Carried along a few hundred feet above the ground she was better able to appreciate the Titanic proportions of the storm than when she had flown in the comparative serenity of the zone above the clouds, for now she could distinctly see the effect of the wind upon the surface of Barsoom. The air was filled with dust and flying bits of vegetation and when the storm carried her across an irrigated area of farm land she saw great trees and stone walls and buildings lifted high in air and scattered broadcast over the devastated country; and then she was carried swiftly on to other sights that forced in upon her consciousness a rapidly growing conviction that after all Tara of Helium was a very small and insignificant and helpless person. It was quite a shock to her self-pride while it lasted, and toward evening she was ready to believe that it was going to last forever. There had been no abatement in the ferocity of the tempest, nor was there indication of any. She could only guess at the distance she had been carried for she could not believe in the correctness of the high figures that had been piled upon the record of her odometer. They seemed unbelievable and yet, had she known it, they were quite true—in twelve hours she had flown and been carried by the storm full seven thousand haads. Just before dark she was carried over one of the deserted cities of ancient Mars. It was Torquas, but she did not know it. Had she, she might readily have been forgiven for abandoning the last vestige of hope, for to the people of Helium Torquas seems as remote as do the South Sea Islands to us. And still the tempest, its fury unabated, bore her on.

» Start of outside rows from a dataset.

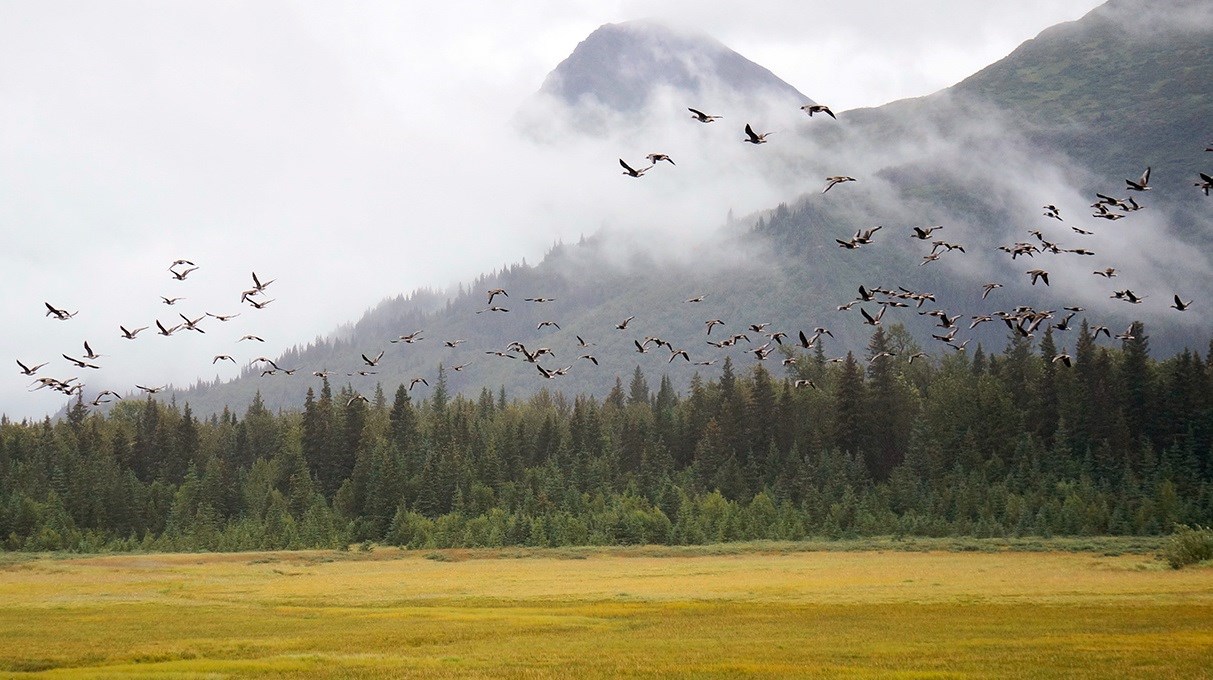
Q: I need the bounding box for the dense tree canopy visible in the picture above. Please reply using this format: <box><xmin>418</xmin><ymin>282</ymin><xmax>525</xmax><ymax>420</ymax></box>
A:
<box><xmin>0</xmin><ymin>324</ymin><xmax>1213</xmax><ymax>550</ymax></box>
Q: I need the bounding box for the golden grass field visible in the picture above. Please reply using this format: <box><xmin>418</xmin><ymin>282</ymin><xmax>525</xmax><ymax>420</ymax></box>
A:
<box><xmin>0</xmin><ymin>543</ymin><xmax>1213</xmax><ymax>679</ymax></box>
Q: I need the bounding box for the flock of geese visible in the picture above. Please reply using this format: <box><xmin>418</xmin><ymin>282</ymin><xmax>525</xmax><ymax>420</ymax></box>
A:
<box><xmin>17</xmin><ymin>103</ymin><xmax>1213</xmax><ymax>406</ymax></box>
<box><xmin>17</xmin><ymin>259</ymin><xmax>280</xmax><ymax>407</ymax></box>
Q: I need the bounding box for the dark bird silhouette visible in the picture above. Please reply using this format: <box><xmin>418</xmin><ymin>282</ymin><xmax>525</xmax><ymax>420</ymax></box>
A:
<box><xmin>981</xmin><ymin>284</ymin><xmax>1002</xmax><ymax>299</ymax></box>
<box><xmin>42</xmin><ymin>302</ymin><xmax>80</xmax><ymax>321</ymax></box>
<box><xmin>821</xmin><ymin>175</ymin><xmax>859</xmax><ymax>194</ymax></box>
<box><xmin>1124</xmin><ymin>167</ymin><xmax>1150</xmax><ymax>192</ymax></box>
<box><xmin>1194</xmin><ymin>172</ymin><xmax>1213</xmax><ymax>196</ymax></box>
<box><xmin>619</xmin><ymin>159</ymin><xmax>653</xmax><ymax>177</ymax></box>
<box><xmin>913</xmin><ymin>225</ymin><xmax>943</xmax><ymax>241</ymax></box>
<box><xmin>177</xmin><ymin>314</ymin><xmax>206</xmax><ymax>333</ymax></box>
<box><xmin>118</xmin><ymin>326</ymin><xmax>148</xmax><ymax>339</ymax></box>
<box><xmin>859</xmin><ymin>307</ymin><xmax>888</xmax><ymax>326</ymax></box>
<box><xmin>17</xmin><ymin>359</ymin><xmax>50</xmax><ymax>376</ymax></box>
<box><xmin>245</xmin><ymin>297</ymin><xmax>277</xmax><ymax>309</ymax></box>
<box><xmin>801</xmin><ymin>104</ymin><xmax>838</xmax><ymax>120</ymax></box>
<box><xmin>59</xmin><ymin>354</ymin><xmax>101</xmax><ymax>368</ymax></box>
<box><xmin>742</xmin><ymin>122</ymin><xmax>770</xmax><ymax>144</ymax></box>
<box><xmin>252</xmin><ymin>272</ymin><xmax>278</xmax><ymax>293</ymax></box>
<box><xmin>687</xmin><ymin>107</ymin><xmax>724</xmax><ymax>122</ymax></box>
<box><xmin>84</xmin><ymin>341</ymin><xmax>104</xmax><ymax>359</ymax></box>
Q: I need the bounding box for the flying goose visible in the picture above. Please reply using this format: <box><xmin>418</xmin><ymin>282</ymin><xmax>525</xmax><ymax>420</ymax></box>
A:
<box><xmin>59</xmin><ymin>354</ymin><xmax>101</xmax><ymax>368</ymax></box>
<box><xmin>981</xmin><ymin>284</ymin><xmax>1002</xmax><ymax>299</ymax></box>
<box><xmin>169</xmin><ymin>267</ymin><xmax>198</xmax><ymax>281</ymax></box>
<box><xmin>252</xmin><ymin>272</ymin><xmax>278</xmax><ymax>292</ymax></box>
<box><xmin>1124</xmin><ymin>167</ymin><xmax>1150</xmax><ymax>192</ymax></box>
<box><xmin>619</xmin><ymin>159</ymin><xmax>653</xmax><ymax>177</ymax></box>
<box><xmin>17</xmin><ymin>359</ymin><xmax>50</xmax><ymax>376</ymax></box>
<box><xmin>84</xmin><ymin>341</ymin><xmax>104</xmax><ymax>359</ymax></box>
<box><xmin>859</xmin><ymin>307</ymin><xmax>888</xmax><ymax>326</ymax></box>
<box><xmin>913</xmin><ymin>225</ymin><xmax>943</xmax><ymax>241</ymax></box>
<box><xmin>801</xmin><ymin>104</ymin><xmax>838</xmax><ymax>120</ymax></box>
<box><xmin>245</xmin><ymin>297</ymin><xmax>277</xmax><ymax>309</ymax></box>
<box><xmin>42</xmin><ymin>302</ymin><xmax>80</xmax><ymax>321</ymax></box>
<box><xmin>742</xmin><ymin>122</ymin><xmax>771</xmax><ymax>144</ymax></box>
<box><xmin>821</xmin><ymin>175</ymin><xmax>859</xmax><ymax>194</ymax></box>
<box><xmin>177</xmin><ymin>314</ymin><xmax>206</xmax><ymax>333</ymax></box>
<box><xmin>1194</xmin><ymin>172</ymin><xmax>1213</xmax><ymax>196</ymax></box>
<box><xmin>118</xmin><ymin>326</ymin><xmax>148</xmax><ymax>339</ymax></box>
<box><xmin>92</xmin><ymin>389</ymin><xmax>123</xmax><ymax>406</ymax></box>
<box><xmin>155</xmin><ymin>319</ymin><xmax>181</xmax><ymax>337</ymax></box>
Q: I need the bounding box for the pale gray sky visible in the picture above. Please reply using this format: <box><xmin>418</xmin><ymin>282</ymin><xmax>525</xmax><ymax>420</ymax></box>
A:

All that night she hurtled through the dark beneath the clouds, or rose to race through the moonlit void beneath the glory of Barsoom's two satellites. She was cold and hungry and altogether miserable, but her brave little spirit refused to admit that her plight was hopeless even though reason proclaimed the truth. Her reply to reason, sometime spoken aloud in sudden defiance, recalled the Spartan stubbornness of her sire in the face of certain annihilation: "I still live!"

That morning there had been an early visitor at the palace of The Warlord.